In this week of even more stuff happening around us, rule 13 comes along and tells us to be bold, to take actions, to risk, and to be smart about it. One of the trends running around the country is good people doing nothing because everything seems to offend some one, and they do not want to risk offending the wrong group. We want to do the right thing, but we are not sure what the right thing to do is. We want to reach out to our friends, we want to help our neighbor, we want to be a part of the solution. We are just ignorant.
One of my toys growing up was Evel Knievel and his motorcycle. Until today, I thought it was spelled Evil. I never liked the name as it evoked a negative response, but it was fun to pretend to do what he did and jump things on his bike. I tried to jump my bicycle over a curb once. I ended up landing with the end of a handlebar being my first point of contact as I slammed into the ground and it ended my stunt performing career before it started. Memory serves it damaged my ego more than my chest, but maybe all that pain in my chest during football began there.
I was not being smart. I knew nothing about jumping curbs, nothing about the dangers I was making possible, nothing about how to do it right, and not even smart enough to be bold. I was just taking action.
Back when I bought my 911, I wanted to go fast. My Thunderbird only had a speedometer that went to 85. My first Civic could barely reach 100 on a long downhill straight away. My second Civic could do 100, but it was so smooth, it never seemed fast. My first Infiniti could go fast, but it was a boat and going fast was not reassuring. So naturally, on the first day I got the 911, I went a 100, and went a little faster every time I could. But I tried to be smart about it. I had a car that was designed to go fast. I took lessons on how to drive it safely at speed. I only drove it a little bit faster than I had before, and I never drove fast in a situation where I was uncomfortable with the risks.
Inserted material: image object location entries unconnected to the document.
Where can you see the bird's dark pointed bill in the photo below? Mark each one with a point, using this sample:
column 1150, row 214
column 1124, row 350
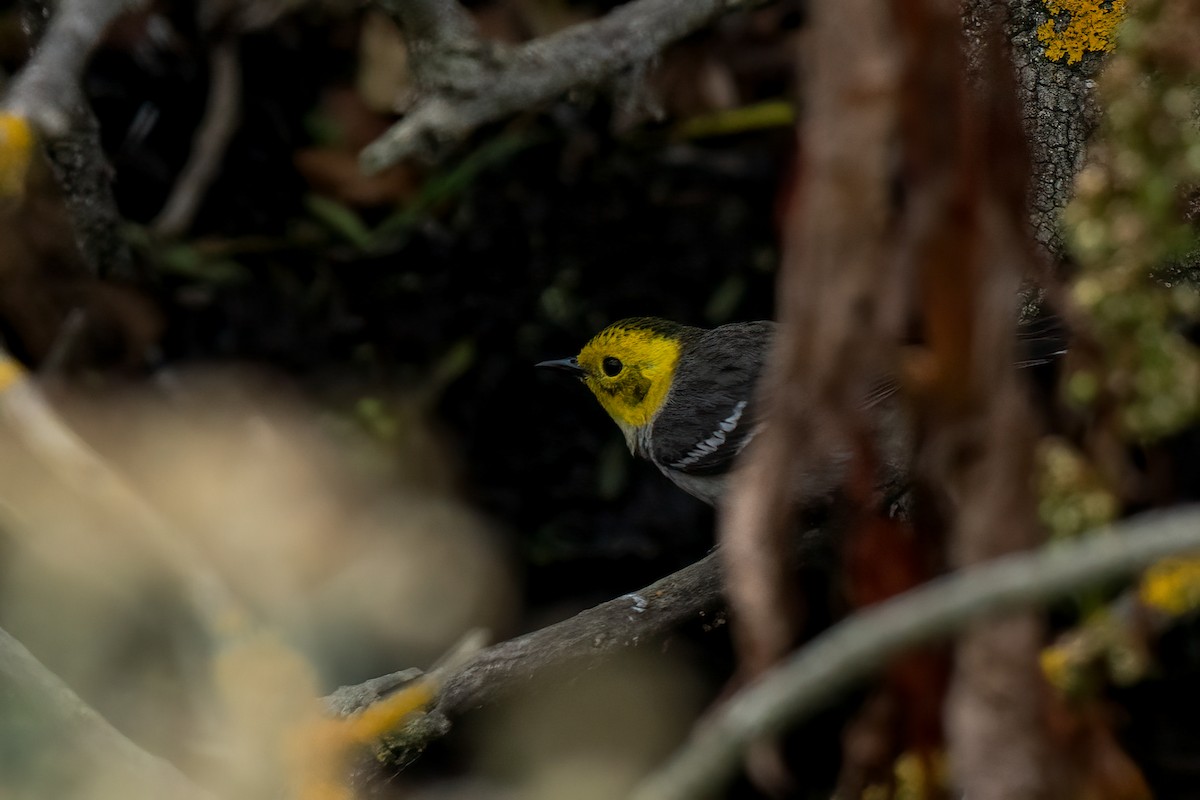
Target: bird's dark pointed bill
column 565, row 365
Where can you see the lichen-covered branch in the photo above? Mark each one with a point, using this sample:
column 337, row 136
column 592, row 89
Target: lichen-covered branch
column 47, row 94
column 486, row 84
column 39, row 710
column 867, row 642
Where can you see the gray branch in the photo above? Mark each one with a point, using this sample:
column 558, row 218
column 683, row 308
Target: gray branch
column 591, row 636
column 487, row 84
column 47, row 94
column 39, row 710
column 864, row 643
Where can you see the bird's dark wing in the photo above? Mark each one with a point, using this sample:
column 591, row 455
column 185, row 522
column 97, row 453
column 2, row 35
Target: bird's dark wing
column 712, row 411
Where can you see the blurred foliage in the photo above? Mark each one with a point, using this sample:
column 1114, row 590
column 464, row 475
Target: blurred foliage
column 1125, row 226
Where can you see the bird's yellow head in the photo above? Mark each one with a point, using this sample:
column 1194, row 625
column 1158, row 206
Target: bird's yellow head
column 629, row 367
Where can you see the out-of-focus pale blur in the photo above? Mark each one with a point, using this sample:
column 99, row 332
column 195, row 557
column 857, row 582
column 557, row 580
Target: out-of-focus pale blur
column 592, row 734
column 346, row 564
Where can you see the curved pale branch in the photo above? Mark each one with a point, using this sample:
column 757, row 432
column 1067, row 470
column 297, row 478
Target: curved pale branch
column 864, row 643
column 487, row 84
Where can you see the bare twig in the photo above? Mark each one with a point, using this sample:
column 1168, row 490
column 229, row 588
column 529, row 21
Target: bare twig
column 47, row 94
column 31, row 696
column 864, row 643
column 630, row 620
column 47, row 91
column 211, row 139
column 491, row 84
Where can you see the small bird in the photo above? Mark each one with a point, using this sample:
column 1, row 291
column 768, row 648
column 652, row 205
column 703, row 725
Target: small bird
column 683, row 396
I was being smart, I was understanding the risks, and I was taking action, but I was not being bold. Being bold in a car is by definition not smart.
In an early Calvin and Hobbes strip, the two are talking about Fate, being Predestined, and the Inevitable. These of course are heady topics for a six-year-old and a stuffed animal, but they are concepts we all must deal with as we mature and wrestle with life and death. One of the negative outcomes of thinking on fate is the tendency to sit around and let life happen to you. Calvin was scared of the proposition of living life in some kind of mechanical “what will happen, will happen” frame of mind.
In preparing to start my study of Job this week, I ran across a fundamental concept that I feel we lose sight of living moment to moment. We want to control our lives, our destinies. We do not want to be servants slogging through chores. There are parts of the Bible that show a “do good, receive good” pattern. This was consistent with other “Wisdom Literature” of the day. There are parts of Job that have very simple statements, and parts that are very obscure. Some align with the “do good, receive good” pattern, and others do not. People have argued for generations that pieces were deleted or added or mistranslated or miscopied, or any other excuse for something not making sense.
In reality, Job is not traditional wisdom literature included because it fit in with the rest of the Bible. It brings more to the table. Not only does it add to the body of everyday knowledge that is good for us, it helps us understand one of the great mysteries of life. Job is the God breathed Word. Job wasn’t just written by a great poet of extraordinary skill. It was written by a person following the direction of God to let us know that God is bigger than we can know, and that we are not in control, and cannot know His ways.
So maybe our lives are known by God, but that does not mean we are to sit back and watch it happen. We are to be bold, to live a full life being obedient to the commands and Call of God and having faith that there is oh so much more to life and oh so much more to God.